Collect, collect and collect again

The trash that is already floating around has to go, that's for sure. Everyone can do their part. You're walking along the beach on vacation and discover a plastic bag? Take it with you and dispose of it properly. Of course, this can also be done on a large scale. There are already many organizations that specialize in collecting trash in the ocean or on beaches to help prevent marine pollution. You've probably heard of the work done by The Ocean Cleanup or OceanMata. Here the garbage is collected and disposed of by the kilo or even by the ton. As surfers, we are particularly enthusiastic about this commitment and have therefore been working together with OceanMata against ocean pollution for some time now. For every Balance Board we sell, we support OceanMata in collecting at least 1 kilogram of plastic from the ocean. In this way, we have already been able to detect over 6,000 kilograms of plastic. This is our small contribution to fight against ocean pollution.

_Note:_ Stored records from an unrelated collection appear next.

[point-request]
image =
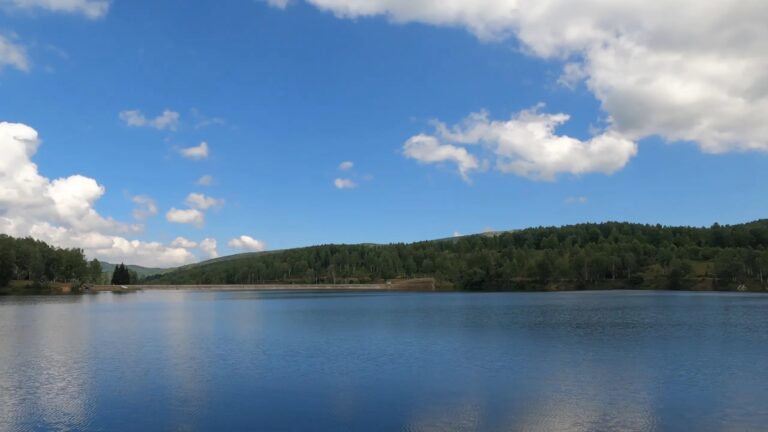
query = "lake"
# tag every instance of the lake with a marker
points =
(388, 361)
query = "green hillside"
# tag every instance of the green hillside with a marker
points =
(606, 255)
(139, 270)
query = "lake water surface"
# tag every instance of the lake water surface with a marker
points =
(191, 360)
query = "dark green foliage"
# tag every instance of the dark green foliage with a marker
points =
(31, 260)
(583, 255)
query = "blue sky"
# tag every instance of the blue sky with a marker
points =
(283, 95)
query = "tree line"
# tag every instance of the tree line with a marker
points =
(576, 256)
(38, 263)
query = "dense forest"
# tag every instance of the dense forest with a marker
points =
(607, 255)
(37, 265)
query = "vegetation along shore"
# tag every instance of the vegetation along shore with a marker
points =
(586, 256)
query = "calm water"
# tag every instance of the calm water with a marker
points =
(181, 360)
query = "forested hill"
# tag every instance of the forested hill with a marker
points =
(582, 256)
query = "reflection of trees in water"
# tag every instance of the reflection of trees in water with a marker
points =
(44, 367)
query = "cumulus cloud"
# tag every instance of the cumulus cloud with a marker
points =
(209, 248)
(428, 149)
(183, 243)
(684, 70)
(197, 152)
(577, 200)
(62, 211)
(526, 145)
(342, 183)
(90, 8)
(167, 120)
(280, 4)
(205, 180)
(13, 54)
(247, 243)
(186, 216)
(146, 207)
(202, 202)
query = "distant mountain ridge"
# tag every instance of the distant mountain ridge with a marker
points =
(140, 270)
(582, 256)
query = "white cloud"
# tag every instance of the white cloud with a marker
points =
(205, 180)
(90, 8)
(13, 54)
(684, 70)
(280, 4)
(342, 183)
(427, 149)
(198, 152)
(146, 207)
(577, 200)
(209, 248)
(203, 121)
(62, 211)
(167, 120)
(247, 243)
(525, 145)
(182, 242)
(202, 202)
(187, 216)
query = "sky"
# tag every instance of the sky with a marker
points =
(162, 133)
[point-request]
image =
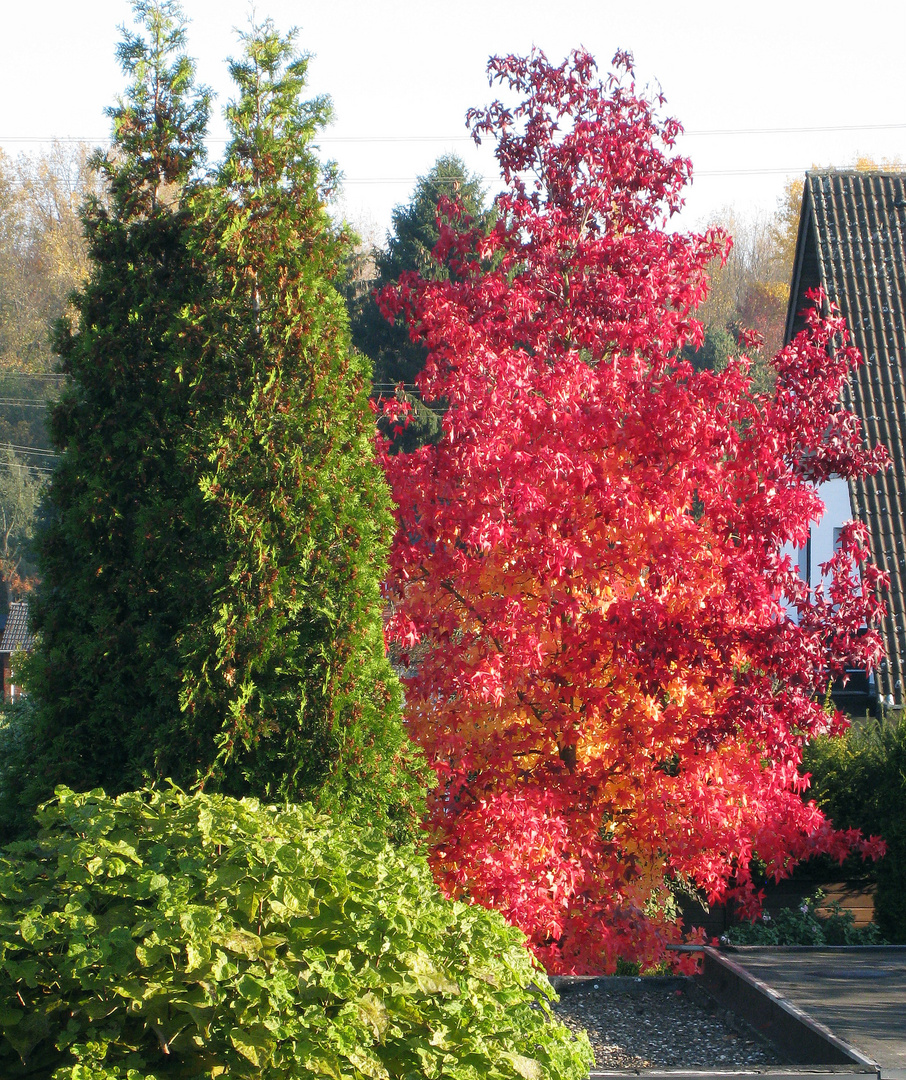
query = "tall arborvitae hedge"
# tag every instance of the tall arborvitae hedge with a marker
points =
(286, 676)
(215, 535)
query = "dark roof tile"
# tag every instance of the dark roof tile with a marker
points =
(852, 242)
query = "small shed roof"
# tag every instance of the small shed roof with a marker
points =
(852, 243)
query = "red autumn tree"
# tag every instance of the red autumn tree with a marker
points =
(616, 665)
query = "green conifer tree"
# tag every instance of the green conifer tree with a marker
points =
(117, 549)
(216, 532)
(287, 677)
(395, 356)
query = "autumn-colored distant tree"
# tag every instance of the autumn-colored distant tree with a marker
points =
(43, 257)
(617, 667)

And the most important point: Avoid plastic

Of course, it's even more effective than collecting trash to prevent it from being created in the first place. The great thing about this is that you can become active here, your actions are called for here! "Think global, act local" may be a hackneyed motto by now, but it's still important - especially when it comes to marine pollution. That's why we ask you to buy products that are free of harmful substances, durable and easy to repair. Especially with clothing and cosmetics (keyword microplastic) you have the choice with every purchase and thus decide as a consumer how much plastic is used for production. And with other products, too, it's relatively easy to make sure that the product and packaging are plastic-free. By the way, we also like to set a good example in this respect: Both the wahu packaging and our Balance Boards are plastic-free.